İhracat mı yoksa yurt dışında şirket kurmak mı? (2)
Yurt dışında bir şirket kurmanın en önemli yararlarından biri, doğrudan yerinde ve o ülkenin bir şirketi olarak faaliyette bulunabilmektir. Dolayısıyla, kural olarak, o ülke merkezli diğer şirketlerle eşit koşullarda yarışılır. Eğer bu şirket AB’ye üye devletlerinden birindeyse, AB içinde sermayenin, malların, hizmetin ve kişilerin serbest dolaşımı özgürlüklerinden yararlanır.
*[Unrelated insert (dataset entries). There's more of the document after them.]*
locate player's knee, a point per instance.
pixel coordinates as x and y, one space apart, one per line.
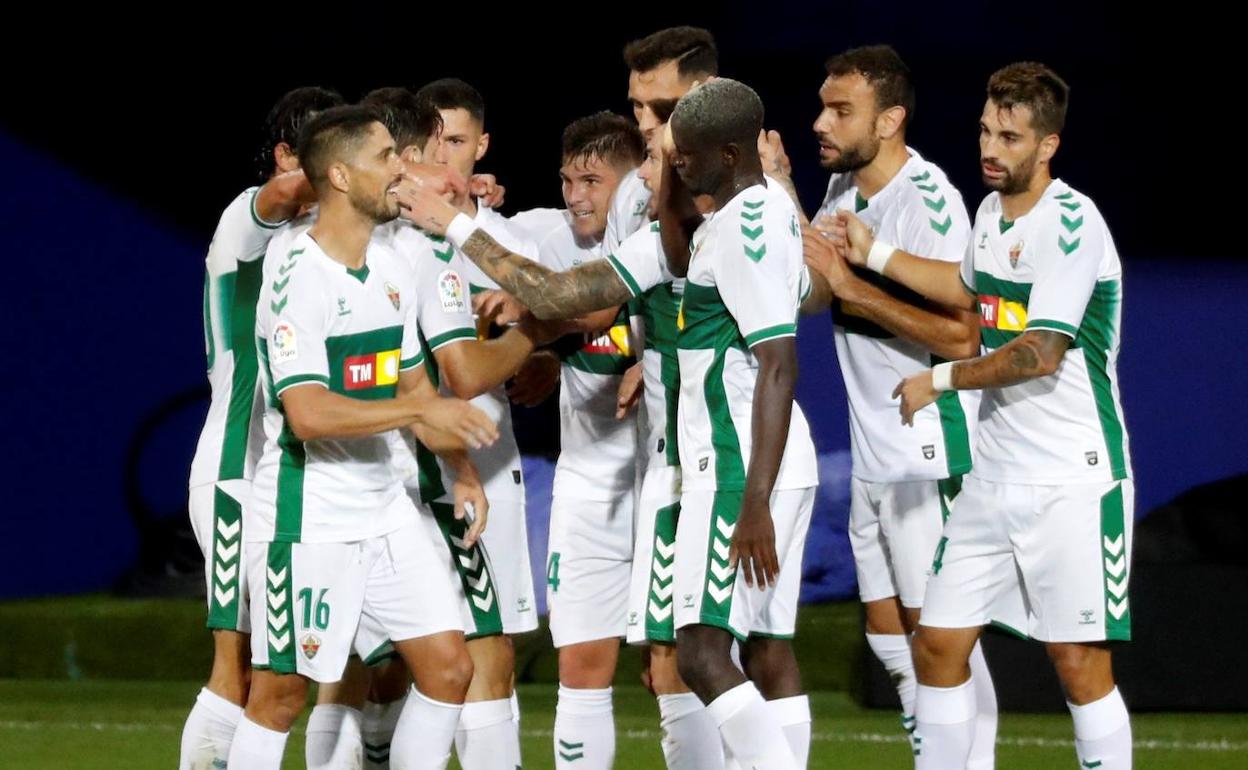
454 673
277 703
1083 670
697 665
936 653
664 673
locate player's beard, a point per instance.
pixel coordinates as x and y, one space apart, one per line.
854 157
378 207
1014 180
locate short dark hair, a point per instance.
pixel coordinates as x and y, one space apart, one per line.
454 94
884 69
720 112
331 136
607 136
409 120
1035 86
692 48
286 119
Yurt dışı iştirakler bakımından vergi avantajları
Türkiye merkezli bir sermaye şirketinin yurt dışı merkezli bir sermaye şirketinin tamamına veya bir kısmına sahip olmasına bağlı -Türkiye’deki vergi mevzuatında düzenlenen- avantajlar, genel itibariyle şu şekilde sıralanabilirler:
1 İştirak kazancı için tam KV istisnası: Anonim ve limited şirket niteliğindeki yabancı kurumlardan elde edilen iştirak kazancının tamamı, şu şartlarla KV dışındadır: (i) Türkiye’deki şirketin yurt dışındaki şirketin en az %10’una sahip olması, (ii) iştirak kazancının elde edildiği tarih itibariyle, iştirak payını kesintisiz olarak en az bir yıldır elinde tutuyor olması, (iii) yurt dışı iştirakin, bulunduğu devlette fiilen en az %15 oranında GV veya KV benzeri bir vergi yükü taşıması (iştirak edilen şirket -finansal kiralama dahil- finansman temini veya sigorta hizmeti sunulması ya da menkul kıymet yatırımı ile iştigal ediyorsa bu oran %25’e çıkar), (iv) iştirak kazancının elde edildiği hesap dönemine ilişkin KV beyannamesi verilmesi gereken tariher kadar Türkiye’ye transfer edilmesi.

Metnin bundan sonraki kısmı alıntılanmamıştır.